The latest research, however, shows that the opposite is true. The trend toward digital and online banking can actually drive deeper bank customer engagement and open unprecedented cross-selling avenues.
According to this year’s Fiserv Consumer Trends Survey, bank customers who use online and mobile banking are more likely to use other products from the same financial institution. This represents a great cross-selling opportunity for banks—an analysis of the Fiserv survey shows, for example, that users of online banking are 53% more likely to have overdraft protection and 62% more likely to hold investments with their primary financial institution.
The key is to bridge the gap between those quick one-off, on-the-go transactions and deeper, more thought-out product sales.

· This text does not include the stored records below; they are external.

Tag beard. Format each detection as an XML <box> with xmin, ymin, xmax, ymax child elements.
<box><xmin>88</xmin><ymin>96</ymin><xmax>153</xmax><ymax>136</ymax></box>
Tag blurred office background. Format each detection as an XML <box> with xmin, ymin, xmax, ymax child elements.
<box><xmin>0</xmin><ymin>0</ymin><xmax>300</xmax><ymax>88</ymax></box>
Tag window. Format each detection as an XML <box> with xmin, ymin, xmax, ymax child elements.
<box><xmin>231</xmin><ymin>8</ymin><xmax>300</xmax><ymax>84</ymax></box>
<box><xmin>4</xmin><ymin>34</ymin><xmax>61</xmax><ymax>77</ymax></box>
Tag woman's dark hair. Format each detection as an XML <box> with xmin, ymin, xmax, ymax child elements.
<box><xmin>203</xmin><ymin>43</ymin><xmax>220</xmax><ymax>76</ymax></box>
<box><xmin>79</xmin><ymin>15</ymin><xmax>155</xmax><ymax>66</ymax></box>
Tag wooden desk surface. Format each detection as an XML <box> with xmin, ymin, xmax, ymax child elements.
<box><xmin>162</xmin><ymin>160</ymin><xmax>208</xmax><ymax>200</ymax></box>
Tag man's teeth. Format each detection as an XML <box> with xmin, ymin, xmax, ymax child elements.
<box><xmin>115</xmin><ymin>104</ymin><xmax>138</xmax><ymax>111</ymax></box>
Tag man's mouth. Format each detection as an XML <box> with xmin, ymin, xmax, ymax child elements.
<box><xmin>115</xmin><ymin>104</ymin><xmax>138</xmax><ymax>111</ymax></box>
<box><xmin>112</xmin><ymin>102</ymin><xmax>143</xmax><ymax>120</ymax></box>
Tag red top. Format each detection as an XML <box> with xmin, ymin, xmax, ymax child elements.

A wealth of content delivered to customers at the right time via a platform that connects them to someone who can help can create that bridge.
As The Financial Brand recently pointed out, marketing and education can help build that bridge to engagement. For example, a customer might not sign up for a banking product or service because they don’t completely understand how it works or think that it isn’t for them. Educating customers about how bank products work in their day-to-day lives, as well as on financial topics that affect them such as mobile and online security, saving money, and how to use credit wisely are good first steps onto that bridge, and will begin creating a relationship based on trust.
It’s also important to remember that the platform counts just as much as the content when it comes to driving engagement. Content is delivered via a platform that showcases a person who can help with a decision or product, engagement increases—and the bank has found a way to provide that “branch” feel, even through a computer or device screen, raising the likelihood that those daily transactions will pave the way to increased sales.